Davis points to a study that shows a lack of transportation and awareness keep the majority of eligible students from claiming free summer lunches at various community sites.
She said hunger could worsen what educators call “summer learning loss” in low-income students.
“They’re not studying, they’re not focusing on learning, and that’s going to happen,” Davis said. “But I think it happens particularly when children just truly are not well fed during the summertime.”
Davis said the bill would not cut into funding for existing summer meal programs, which often include activities to help stave off learning loss.
The bill would expand nationwide a pilot program that gave parents in eight states up to $60 extra on their EBT cards each month during the summer. Those receiving Supplemental Nutrition Assistance Program benefits – also called SNAP or food stamps – use EBT cards to buy groceries at food retail stores. The program was not offered in California.
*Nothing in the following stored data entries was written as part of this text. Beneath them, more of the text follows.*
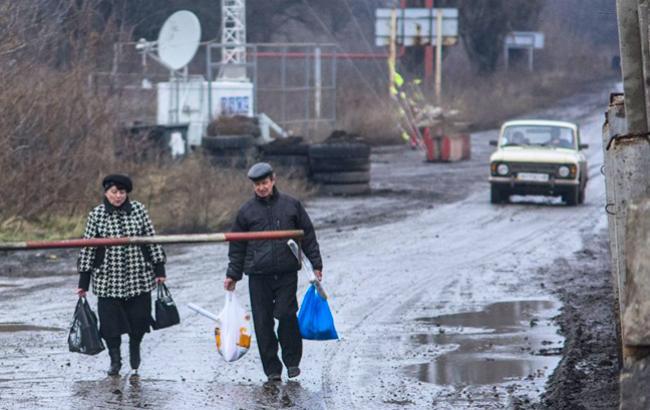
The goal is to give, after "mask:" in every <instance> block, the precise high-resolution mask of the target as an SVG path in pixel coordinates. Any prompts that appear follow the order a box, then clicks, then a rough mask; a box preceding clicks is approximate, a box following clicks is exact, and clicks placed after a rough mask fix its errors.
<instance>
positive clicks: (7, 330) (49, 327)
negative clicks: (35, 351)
mask: <svg viewBox="0 0 650 410" xmlns="http://www.w3.org/2000/svg"><path fill="white" fill-rule="evenodd" d="M62 330H64V329H61V328H60V327H47V326H36V325H29V324H27V323H22V322H6V323H0V333H13V332H60V331H62Z"/></svg>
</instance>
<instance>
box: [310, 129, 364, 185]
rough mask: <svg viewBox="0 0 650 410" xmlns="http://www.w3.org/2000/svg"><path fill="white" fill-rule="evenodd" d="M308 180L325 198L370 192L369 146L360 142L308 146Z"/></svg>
mask: <svg viewBox="0 0 650 410" xmlns="http://www.w3.org/2000/svg"><path fill="white" fill-rule="evenodd" d="M309 166H310V173H311V179H312V180H313V181H315V182H317V183H319V184H320V192H321V193H323V194H328V195H363V194H367V193H369V192H370V146H368V144H365V143H363V142H330V143H324V144H315V145H312V146H310V147H309Z"/></svg>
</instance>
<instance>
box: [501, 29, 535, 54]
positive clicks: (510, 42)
mask: <svg viewBox="0 0 650 410" xmlns="http://www.w3.org/2000/svg"><path fill="white" fill-rule="evenodd" d="M506 47H508V48H535V49H538V50H541V49H543V48H544V33H540V32H536V31H513V32H512V33H510V34H508V35H507V36H506Z"/></svg>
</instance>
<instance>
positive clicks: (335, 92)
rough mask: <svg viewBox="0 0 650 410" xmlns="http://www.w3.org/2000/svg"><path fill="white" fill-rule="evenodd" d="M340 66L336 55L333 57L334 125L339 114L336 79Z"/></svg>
mask: <svg viewBox="0 0 650 410" xmlns="http://www.w3.org/2000/svg"><path fill="white" fill-rule="evenodd" d="M337 66H338V57H337V56H336V55H335V56H334V58H333V59H332V87H333V92H332V93H333V94H334V96H333V97H332V98H333V101H332V110H333V113H334V123H333V124H332V127H335V126H336V115H337V110H336V96H337V88H336V87H337V86H338V83H337V81H336V72H337V71H336V68H337Z"/></svg>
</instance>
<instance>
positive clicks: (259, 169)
mask: <svg viewBox="0 0 650 410" xmlns="http://www.w3.org/2000/svg"><path fill="white" fill-rule="evenodd" d="M271 174H273V167H271V164H269V163H266V162H258V163H257V164H254V165H253V166H252V167H251V168H250V169H249V170H248V178H250V179H252V180H253V181H259V180H260V179H264V178H266V177H268V176H270V175H271Z"/></svg>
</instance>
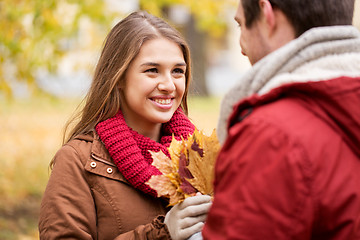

Students in the pilot were reportedly less hungry, ate fresher foods and cost the federal government less than they would have if they went to a summer meal site for lunch. Sen. Patty Murray (D-Wash.) has already called for Congress to expand funding for the program in the Senate’s Agriculture Appropriations bill.
Davis said the full cost of of the nationwide expansion hasn’t yet been calculated, but that she’ll fund it by closing a tax loophole that she said lets companies doing the majority of their business in the United States skip paying taxes by claiming their tax home elsewhere. She said that should also satisfy a Congress that has been divided on funding levels for nutrition assistance programs in recent years.
The number of Americans using food stamps has increased by about 7.5 million since 1990. In February, lawmakers voted to cut $8.6 billion from SNAP over the next decade.